Monday, November 30, 2009

No Fear of Flying (Part II – don’t worry, things get a LOT better in Part III!)

I’m still not sure what set me off, but it was sometime in my mid-20’s that I started down the slippery slope into a true phobia of flying. A friend at the time described waiting in line to board a plane that blew up right in front of him on the tarmac. (I now believe this was one of his many grandiose, made-up tales, but at the time I swallowed the story with shock and awe.) I had a couple of “bad experiences,” including one flight that inexplicably (I thought) took a sudden drop of about 1,000 feet in midflight. People screamed and a few held hands across the aisle. The pilot’s terse command, “Flight attendants, take your seats!” and the announcement, “Ladies and gentlemen, please be seated until we know what this turbulence is about,” did nothing to comfort us. Eventually the flight attendants all got up again and started maneuvering their carts in the aisles, but we were never told what happened. It was only years later that my pilot husband explained the phenomenon of “clear air turbulence,” and the likelihood that we were never in any danger, except maybe someone bumping their head on an overhead bin.
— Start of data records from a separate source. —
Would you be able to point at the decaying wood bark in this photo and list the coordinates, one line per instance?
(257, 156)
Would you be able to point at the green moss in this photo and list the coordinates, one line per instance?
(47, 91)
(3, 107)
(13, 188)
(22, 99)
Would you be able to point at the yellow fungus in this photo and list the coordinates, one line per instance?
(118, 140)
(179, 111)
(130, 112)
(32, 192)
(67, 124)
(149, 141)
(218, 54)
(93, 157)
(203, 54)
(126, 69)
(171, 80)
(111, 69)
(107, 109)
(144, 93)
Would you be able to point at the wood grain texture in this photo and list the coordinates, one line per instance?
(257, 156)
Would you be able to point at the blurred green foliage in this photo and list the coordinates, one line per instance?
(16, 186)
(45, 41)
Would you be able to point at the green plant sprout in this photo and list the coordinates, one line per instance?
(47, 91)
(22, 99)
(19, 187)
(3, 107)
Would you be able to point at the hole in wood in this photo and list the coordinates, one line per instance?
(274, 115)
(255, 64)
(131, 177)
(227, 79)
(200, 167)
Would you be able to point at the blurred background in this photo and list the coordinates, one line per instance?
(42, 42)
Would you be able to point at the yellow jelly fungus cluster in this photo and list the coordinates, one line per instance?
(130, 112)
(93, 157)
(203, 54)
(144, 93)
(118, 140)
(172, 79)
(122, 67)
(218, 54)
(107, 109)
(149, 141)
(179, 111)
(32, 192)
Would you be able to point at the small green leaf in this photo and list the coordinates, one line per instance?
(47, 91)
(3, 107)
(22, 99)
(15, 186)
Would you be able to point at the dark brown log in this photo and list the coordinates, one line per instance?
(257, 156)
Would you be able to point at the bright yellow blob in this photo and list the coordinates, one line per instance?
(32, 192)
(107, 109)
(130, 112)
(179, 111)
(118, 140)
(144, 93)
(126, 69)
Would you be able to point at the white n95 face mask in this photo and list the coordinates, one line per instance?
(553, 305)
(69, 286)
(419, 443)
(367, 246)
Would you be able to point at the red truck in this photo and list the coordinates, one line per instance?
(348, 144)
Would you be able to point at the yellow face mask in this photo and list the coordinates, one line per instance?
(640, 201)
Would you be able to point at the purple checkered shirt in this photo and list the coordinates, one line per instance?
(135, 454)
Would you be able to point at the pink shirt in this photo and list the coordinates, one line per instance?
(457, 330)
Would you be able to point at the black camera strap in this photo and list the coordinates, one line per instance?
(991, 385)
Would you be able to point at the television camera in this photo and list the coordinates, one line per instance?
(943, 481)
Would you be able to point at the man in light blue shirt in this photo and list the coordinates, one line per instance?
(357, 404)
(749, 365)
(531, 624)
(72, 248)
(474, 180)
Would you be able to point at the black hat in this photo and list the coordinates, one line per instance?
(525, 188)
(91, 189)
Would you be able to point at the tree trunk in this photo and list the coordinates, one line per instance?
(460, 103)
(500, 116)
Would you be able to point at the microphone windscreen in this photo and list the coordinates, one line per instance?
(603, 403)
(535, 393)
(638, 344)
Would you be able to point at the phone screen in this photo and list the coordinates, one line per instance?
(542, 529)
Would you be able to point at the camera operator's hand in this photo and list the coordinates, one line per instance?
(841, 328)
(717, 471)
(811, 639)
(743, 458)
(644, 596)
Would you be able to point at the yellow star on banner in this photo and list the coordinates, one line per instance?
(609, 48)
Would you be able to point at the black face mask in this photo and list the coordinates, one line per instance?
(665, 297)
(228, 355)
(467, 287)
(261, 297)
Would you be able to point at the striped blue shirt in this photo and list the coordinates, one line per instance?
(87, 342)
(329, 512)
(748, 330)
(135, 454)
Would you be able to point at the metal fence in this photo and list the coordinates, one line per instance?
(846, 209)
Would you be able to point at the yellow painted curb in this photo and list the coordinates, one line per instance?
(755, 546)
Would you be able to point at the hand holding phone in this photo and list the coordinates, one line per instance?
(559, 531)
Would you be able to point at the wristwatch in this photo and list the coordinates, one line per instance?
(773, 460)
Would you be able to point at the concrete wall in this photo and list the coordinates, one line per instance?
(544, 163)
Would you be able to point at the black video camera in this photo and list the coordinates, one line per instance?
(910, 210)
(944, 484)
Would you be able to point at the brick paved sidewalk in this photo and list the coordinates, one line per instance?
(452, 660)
I began to do all the things phobics do to try to control the situation that causes their fear. I prayed. I tried to meditate (no good – every bump shook me out of any possible alpha state). I recited a mantra given me by a Jesuit friend: “Love supports the universe and love supports this plane.” In my 30’s and 40’s I asked my spouse Michael to visualize a pink blanket around my plane, and gave him precise takeoff and landing information so he would be sure to do it on time. I tried drinking wine (no good – I was still terrified, and fuzzy-brained on top of it). Just once I tried a Xanax. Not bad during the flight – but the adrenaline that had been pumping during the flight stopped flowing, and the drug really kicked in just in time for me to almost fall on my face as soon as I walked off the plane!

I eventually came to identify deeper roots to my fear. I made a connection to the sudden death of my grandfather when I was seven. He had gone on a trip to Denver for an American Legion Convention and never came back. He died of a heart attack while boarding his plane home. I came to believe, deep down, that travel was dangerous.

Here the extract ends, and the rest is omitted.